第113話 ギロチン

「シオン。クンツ・レギーンに頼まれていた写本が手に入った。それで、この本の内容を確認してくれ」

 書斎で導師にいわれた。

「ウソでも書かれているんですか?」

 導師の依頼に頭を傾ける。

「いや。私が目を通したが問題ない。ただ、写本をもらう時に、この中に書かれている魔術を教えて欲しいと頼まれた。それで、お前にも覚えて欲しい」

「普通の魔術ですよね? 魔法ではないですよね?」

「魔術だ。ただ、探知系の魔術なんだ。目は多いほどいいからな」

 探知系の術者が多ければ多いほど、対象は探しやすい。いつか必要になる時のために覚えていて欲しいようだ。

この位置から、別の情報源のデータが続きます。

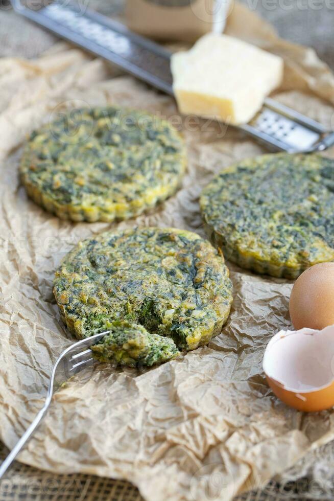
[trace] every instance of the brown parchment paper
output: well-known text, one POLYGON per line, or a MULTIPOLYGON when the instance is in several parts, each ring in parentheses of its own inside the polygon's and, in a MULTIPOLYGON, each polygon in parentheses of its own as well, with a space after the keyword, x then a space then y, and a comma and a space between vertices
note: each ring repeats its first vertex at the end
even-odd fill
MULTIPOLYGON (((276 98, 330 126, 334 77, 312 49, 280 40, 237 4, 226 32, 283 57, 276 98)), ((61 221, 27 198, 17 173, 26 134, 55 110, 75 105, 116 103, 179 120, 171 98, 63 43, 34 61, 0 60, 0 438, 12 447, 41 406, 53 363, 73 342, 53 297, 55 269, 79 240, 116 226, 61 221)), ((182 127, 188 169, 182 188, 119 227, 174 226, 204 236, 203 187, 231 162, 265 151, 223 124, 184 120, 182 127)), ((100 365, 80 373, 56 395, 19 460, 55 472, 127 479, 150 501, 228 501, 331 440, 332 411, 288 408, 262 372, 269 339, 291 326, 292 283, 228 264, 234 299, 220 336, 146 372, 100 365)))

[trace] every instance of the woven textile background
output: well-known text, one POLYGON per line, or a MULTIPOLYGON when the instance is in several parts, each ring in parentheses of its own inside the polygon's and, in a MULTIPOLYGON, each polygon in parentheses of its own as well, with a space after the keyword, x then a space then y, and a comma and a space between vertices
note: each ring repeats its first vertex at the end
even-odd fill
MULTIPOLYGON (((5 0, 3 2, 2 5, 0 0, 0 56, 32 57, 56 41, 53 35, 16 16, 5 0)), ((318 2, 316 8, 312 8, 316 3, 309 0, 286 0, 283 3, 278 0, 276 3, 247 0, 245 3, 250 8, 256 7, 257 12, 274 25, 281 36, 313 47, 319 56, 334 69, 334 5, 331 9, 330 3, 325 0, 318 2)), ((88 7, 114 16, 122 15, 122 0, 89 0, 88 7)), ((0 445, 0 461, 7 453, 7 449, 0 445)), ((314 456, 314 468, 324 471, 321 485, 315 485, 312 479, 307 480, 309 472, 305 471, 301 462, 294 468, 301 472, 300 482, 289 483, 288 472, 284 486, 272 482, 264 490, 245 495, 238 501, 334 498, 334 478, 328 477, 328 471, 334 472, 334 468, 330 468, 330 462, 334 458, 334 444, 330 443, 318 449, 314 456)), ((140 501, 142 499, 138 490, 126 482, 82 474, 54 475, 18 463, 7 479, 0 483, 0 501, 140 501)))

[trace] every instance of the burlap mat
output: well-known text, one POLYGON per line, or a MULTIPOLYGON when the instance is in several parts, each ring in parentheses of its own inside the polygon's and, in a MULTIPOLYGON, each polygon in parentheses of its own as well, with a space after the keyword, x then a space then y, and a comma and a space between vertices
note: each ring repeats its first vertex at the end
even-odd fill
MULTIPOLYGON (((110 3, 94 0, 93 2, 91 1, 89 6, 97 6, 104 13, 113 15, 120 12, 121 5, 118 2, 110 3)), ((330 29, 332 22, 330 15, 332 13, 325 9, 324 5, 323 8, 318 10, 304 11, 295 6, 290 13, 281 12, 278 9, 266 11, 263 7, 261 10, 263 13, 276 24, 281 35, 294 41, 313 45, 322 58, 332 66, 334 66, 334 54, 331 51, 332 33, 330 32, 330 29), (319 26, 322 27, 322 30, 316 30, 316 27, 319 26), (326 29, 326 27, 328 29, 326 29), (303 39, 304 37, 309 37, 309 41, 303 39)), ((7 8, 0 11, 0 55, 33 57, 50 47, 55 40, 53 36, 17 17, 7 8)), ((0 460, 7 453, 7 449, 1 447, 0 460)), ((323 481, 321 485, 313 482, 312 468, 310 470, 309 462, 304 459, 293 469, 294 472, 299 473, 300 480, 298 482, 289 482, 288 471, 284 476, 284 483, 281 482, 279 485, 272 482, 262 491, 249 493, 238 497, 238 499, 239 501, 273 501, 287 499, 332 499, 334 479, 330 473, 333 471, 332 467, 330 467, 330 462, 334 457, 334 445, 330 443, 312 453, 314 456, 312 468, 324 472, 322 476, 323 481), (304 464, 307 467, 304 468, 304 464)), ((126 482, 83 474, 54 475, 15 463, 6 479, 0 483, 0 501, 10 499, 24 499, 29 501, 35 499, 139 501, 142 498, 138 490, 126 482)), ((208 499, 209 498, 208 501, 208 499)))

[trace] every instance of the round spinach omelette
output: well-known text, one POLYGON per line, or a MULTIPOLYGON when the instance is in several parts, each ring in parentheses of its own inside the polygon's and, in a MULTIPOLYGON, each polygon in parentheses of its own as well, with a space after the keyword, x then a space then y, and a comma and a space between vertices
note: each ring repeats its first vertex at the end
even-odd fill
POLYGON ((127 219, 172 195, 184 145, 166 120, 115 106, 63 114, 33 132, 20 167, 28 195, 61 219, 127 219))
POLYGON ((193 350, 219 334, 232 301, 222 255, 199 235, 171 228, 107 232, 81 242, 57 270, 54 291, 77 337, 126 321, 154 335, 147 342, 159 349, 170 338, 172 354, 172 347, 193 350))
POLYGON ((203 190, 207 234, 226 259, 296 278, 334 260, 334 161, 277 153, 242 161, 203 190))

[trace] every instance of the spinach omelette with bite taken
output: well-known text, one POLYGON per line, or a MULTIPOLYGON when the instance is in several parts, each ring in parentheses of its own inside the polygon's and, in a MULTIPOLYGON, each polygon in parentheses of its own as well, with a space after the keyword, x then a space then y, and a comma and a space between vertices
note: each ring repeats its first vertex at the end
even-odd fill
POLYGON ((202 192, 207 234, 226 259, 296 278, 334 260, 334 160, 276 153, 242 160, 202 192))
POLYGON ((78 338, 110 329, 94 349, 99 359, 132 366, 207 344, 232 301, 222 255, 196 234, 171 228, 107 232, 80 242, 57 270, 54 292, 78 338))
POLYGON ((72 110, 33 132, 20 171, 28 195, 58 217, 111 221, 173 195, 186 162, 166 120, 110 106, 72 110))

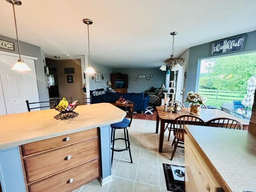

「わかりました。でも、この写本はクンツさんに渡さなくていいのですか?」

「それは二冊目の写本だ。それにクンツ・レギーンには連絡している。今は冒険中らしく渡せていない」

「どこに冒険に行ったのですか?」

「さあな。だが、短期間と聞いている。まあ、帰ってくれば、あちらから連絡が来る」

 僕は冒険者がよくわからない。ただ、好奇心のおもむくように行動をしているように見える。それより、男爵になった理由もわからない。何かしらの実績があると考えられる。

「冒険者って儲かるんですか?」

 僕は導師にきいた。

「ピンからキリまである。一攫千金を当てて、豪華な暮らしをしているヤツもいるし、貧乏から抜け出せないヤツもいる。まあ、人生を博打にしたようなヤツ等だ」

 導師は何かおかしいらしい。口元は笑っていた。

「クンツさんは成功者なんですか?」

「そうだな。男爵の地位をもらうほどだ。それなりの功績はある。遺跡の発見や魔剣の製作方法。他にも新しい薬草や鉱物を見つけている。一人の業績にしては数が多い」

 クンツとは優秀だけでなく運もいい。選ばれた一握りの一人であるようだ。


 父の処刑の日になった。そのため、僕と導師は午後の予定を変えて、家で休んでいる。

 父の仲間が動くかのせいがあるからだ。出歩くには危険と導師は判断した。

「行かなくていいのか?」

 リビングでお茶をしていると、導師に尋ねられた。

「はい。僕は見たくありません」

 処刑方法はギロチンらしい。

 父が最後に何をいうのかわからない。だが、その姿は見たくなかった。

 導師は急なコールの魔術が入ったようで、こめかみを押さえた。

「シオン。逃げられた。念のため戦闘用意をしてくれ」

 僕は用意するものはない。必要な道具は空間魔術の倉庫に入れてある。

 導師はコールの魔術を切った。

 導師がいうには、僕の感傷をよそに父は処刑されなかった。いや。処刑できなかった。

 断頭台の刃は父の首に落ちたのだが、切断できなかったようだ。

 そして、拘束を力任せに解くと、魔剣を出して振ったらしい。

 見物に来ていた大勢の人を、その剣でなぎ払ったようだ。

 そして、わめく父は仲間と思われる二人に連れ去られたようだ。

 僕には父の変化がわからない。父は逃げ足は早いが、他は人並みだった。

 手足の鎖と魔術の発動をとめる首輪。二つを解くのは、父ができるとは思えなかった。

 導師でも何が起きたのかよくわからないようだ。

「導師様。庭に敵が現れました。今は門番が戦っています。その間にお逃げください」

 執事のロドリグはいった。

「できるか。迎え撃つ」

 導師は僕を見て席を立った。

 僕も席を立つ。

 敵は父とその仲間だからだ。

 導師の後を追って玄関を出る。そこには門番と戦っている父がいた。

 僕は牽制としてビーム《熱線》を放った。だが、先読みしていたのか、父は障壁を展開して防いだ。

 そのスキに門番は父から離れた。

「シオン。オレには神がついている。だから、お前の教育はちゃんとしなければならない。だから、死ね」

 父は変わったようだ。

 性格でなく力の方である。誰からか力をもらっている。それが、誰であるのかわからない。だが、異空間から線が伸びて、魔力は供給されていた。

 僕はためらいなくドラゴンブレスを放つ。

 魔術から魔法となったドラゴンブレスは、凶暴な気配をまき散らして父を襲った。

 父は避けたが、剣と共に肩口からなくなっていた。

 だが、父の体にマナが集まっている。再生の魔法だ。

 再生の魔法を使えるほど、父は魔力を持っていない。だが、異空間から注がれる魔力がある。その魔力で復元しているようだ。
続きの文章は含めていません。